Mancavano loro, i consiglieri regionali e i politici che credono basti un comunicato stampa per fare le battaglie e che nella giornata di sole hanno preferito andare al mare. Sicché, mentre da altre piazze giungeva la notizia della presenza del presidente del Consiglio regionale Gianfranco Ganau e dell'assessore all'Ambiente Donatella Spano (contraria al deposito delle scorie ma appassionata di inceneritori), qui c'erano giusto il senatore Luciano Uras (Sel), il presidente dell'Anci Pier Sandro Scano , il segretario del Psd'Az Giovanni Columbu , e poi Claudia Zuncheddu (Sardigna Libera), Pier Franco Devias (ex A Manca), Doddore Meloni (Meris). Il presidente Francesco Pigliaru ha fatto arrivare il suo messaggio: «Il no alle scorie è un no deciso, che non lascia spazio ad alcuna negoziazione. La nostra ricchezza è il nostro ambiente».
Così, in attesa che il Governo sciolga la riserva (15 giugno) sulla lista delle regioni ritenute idonee ad ospitare il deposito unico nazionale, ieri l'Isola ha dato un primo assaggio di mobilitazione. «Tanta gente, ma forse i sardi stentano a credere a ciò che potrebbe accadere - sottolinea Giovanni Columbu -. Perché dico questo? Perché considerata la minaccia gravissima e inaccettabile, oggi saremmo dovuti essere molti di più».
Alle 11 in punto, il ringhio dei fischietti, il trillo dei cellulari, l'ululato delle sirene. Via Roma viene bloccata, i manifestanti si distendono sul lastricato come scudi umani. Pochi minuti di messa laica, poi tutti in piedi. «Dobbiamo fare il passaparola, spiegare in famiglia, al lavoro, in paese quel che potrebbe accadere», suggerisce Bruno Martingano , 49 anni, impiegato di Quartucciu. Quel che stanno facendo Michele Salis ed Elisa Ventura , 25 e 23 anni, studenti universitari di Assemini. «Il futuro che vogliamo è quello di una terra dove l'ambiente è un patrimonio».
Luca Murtas , cagliaritano di 28 anni, laurea in Fisica e un impiego in una società informatica, mette in guardia sulle possibili lusinghe, posti di lavoro in cambio del sì.
«I sardi non avrebbero alcun beneficio.
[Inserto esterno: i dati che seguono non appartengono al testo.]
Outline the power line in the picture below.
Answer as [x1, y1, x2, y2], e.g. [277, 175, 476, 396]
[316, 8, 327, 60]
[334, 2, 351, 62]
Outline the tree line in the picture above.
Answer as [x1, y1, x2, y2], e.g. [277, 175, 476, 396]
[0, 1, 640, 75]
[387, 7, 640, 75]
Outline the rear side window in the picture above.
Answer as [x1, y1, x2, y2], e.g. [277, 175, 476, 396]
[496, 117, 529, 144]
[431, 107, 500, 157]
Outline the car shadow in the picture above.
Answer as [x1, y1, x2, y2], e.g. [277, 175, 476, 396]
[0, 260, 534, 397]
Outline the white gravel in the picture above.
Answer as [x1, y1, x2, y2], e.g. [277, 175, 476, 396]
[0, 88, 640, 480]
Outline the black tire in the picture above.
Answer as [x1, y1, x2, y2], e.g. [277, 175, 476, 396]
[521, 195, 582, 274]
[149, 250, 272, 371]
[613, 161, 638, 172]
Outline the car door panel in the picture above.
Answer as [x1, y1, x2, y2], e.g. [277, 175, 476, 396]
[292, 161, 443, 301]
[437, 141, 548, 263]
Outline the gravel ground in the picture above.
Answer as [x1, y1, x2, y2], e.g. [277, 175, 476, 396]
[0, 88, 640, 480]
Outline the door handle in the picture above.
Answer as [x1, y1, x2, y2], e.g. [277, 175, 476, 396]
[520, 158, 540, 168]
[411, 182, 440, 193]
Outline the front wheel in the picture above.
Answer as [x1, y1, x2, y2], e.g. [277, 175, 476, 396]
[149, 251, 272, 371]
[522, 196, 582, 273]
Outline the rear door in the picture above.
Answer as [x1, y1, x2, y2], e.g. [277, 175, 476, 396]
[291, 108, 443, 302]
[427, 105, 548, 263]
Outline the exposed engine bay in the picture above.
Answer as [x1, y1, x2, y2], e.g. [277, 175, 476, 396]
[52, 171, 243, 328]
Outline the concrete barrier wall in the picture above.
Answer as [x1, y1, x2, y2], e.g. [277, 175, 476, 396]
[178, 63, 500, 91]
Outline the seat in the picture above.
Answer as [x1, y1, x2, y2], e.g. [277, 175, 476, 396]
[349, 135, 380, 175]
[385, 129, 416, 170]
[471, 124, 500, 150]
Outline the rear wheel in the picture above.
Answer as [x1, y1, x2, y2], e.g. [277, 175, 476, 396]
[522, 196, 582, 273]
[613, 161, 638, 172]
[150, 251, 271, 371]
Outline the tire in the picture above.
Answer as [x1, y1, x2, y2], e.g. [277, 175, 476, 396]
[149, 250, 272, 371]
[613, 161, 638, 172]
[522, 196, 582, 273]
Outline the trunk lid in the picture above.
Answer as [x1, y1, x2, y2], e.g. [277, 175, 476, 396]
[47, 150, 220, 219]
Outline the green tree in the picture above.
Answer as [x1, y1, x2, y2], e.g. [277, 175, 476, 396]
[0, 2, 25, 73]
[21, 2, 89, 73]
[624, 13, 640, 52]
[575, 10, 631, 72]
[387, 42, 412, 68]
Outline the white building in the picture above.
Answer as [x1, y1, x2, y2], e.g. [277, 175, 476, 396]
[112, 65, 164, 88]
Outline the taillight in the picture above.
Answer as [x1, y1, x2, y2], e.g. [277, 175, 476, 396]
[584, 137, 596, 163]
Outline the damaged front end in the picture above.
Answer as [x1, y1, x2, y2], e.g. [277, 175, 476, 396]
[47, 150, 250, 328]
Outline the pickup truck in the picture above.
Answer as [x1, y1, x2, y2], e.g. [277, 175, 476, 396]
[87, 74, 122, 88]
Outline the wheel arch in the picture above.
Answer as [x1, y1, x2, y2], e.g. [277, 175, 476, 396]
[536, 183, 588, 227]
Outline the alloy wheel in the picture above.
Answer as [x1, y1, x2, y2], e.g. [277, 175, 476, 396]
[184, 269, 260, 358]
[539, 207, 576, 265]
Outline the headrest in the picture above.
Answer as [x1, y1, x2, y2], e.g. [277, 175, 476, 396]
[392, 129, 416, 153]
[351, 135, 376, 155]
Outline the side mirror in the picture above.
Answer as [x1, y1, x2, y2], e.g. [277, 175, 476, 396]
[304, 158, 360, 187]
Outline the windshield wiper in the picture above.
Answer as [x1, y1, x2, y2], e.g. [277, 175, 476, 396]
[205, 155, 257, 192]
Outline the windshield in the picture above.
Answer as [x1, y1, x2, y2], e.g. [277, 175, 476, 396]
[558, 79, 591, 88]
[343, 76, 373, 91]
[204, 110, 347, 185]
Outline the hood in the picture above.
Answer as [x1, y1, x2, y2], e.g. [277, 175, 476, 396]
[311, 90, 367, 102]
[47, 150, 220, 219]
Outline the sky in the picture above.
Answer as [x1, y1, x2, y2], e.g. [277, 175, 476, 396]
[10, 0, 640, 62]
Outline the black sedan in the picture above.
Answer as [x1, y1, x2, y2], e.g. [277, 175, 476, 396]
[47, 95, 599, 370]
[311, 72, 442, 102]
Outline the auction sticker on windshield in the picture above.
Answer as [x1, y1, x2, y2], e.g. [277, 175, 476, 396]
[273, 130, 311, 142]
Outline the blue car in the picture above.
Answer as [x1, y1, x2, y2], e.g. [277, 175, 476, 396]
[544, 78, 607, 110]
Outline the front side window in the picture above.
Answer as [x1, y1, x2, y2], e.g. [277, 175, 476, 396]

I tecnici, ad esempio, arriverebbero da fuori visto che in Sardegna non si fa più alcuna formazione. Prima avevamo le scuole di Fisica medica per la radioprotezione, oggi - spiega - non ci sono più le borse per gli specializzandi». È l'avviso lanciato anche da Mariella Cao , di Gettiamo le basi; ed è la riflessione di Pierluisa Castiglione , 70 anni, insegnante in pensione, che ha fatto le coccarde gialle per i soldati di questa battaglia. Una se l'appunta al petto Maria Fatima Cadoni , 56 anni, impiegata postale di Cagliari, che con la sorella Anna e alcuni amici ha fondato l'associazione “L'uomo che pianta gli alberi”. Vanno dov'è passato un incendio, racconta, e di alberi ne hanno piantato già cinquemila. «Siamo tanti, a ogni spedizione anche trecento. Figuriamoci se possiamo sopportare una cosa come le scorie nucleari». C'è chi intona il canto di un ballo tondo e la protesta diventa una danza.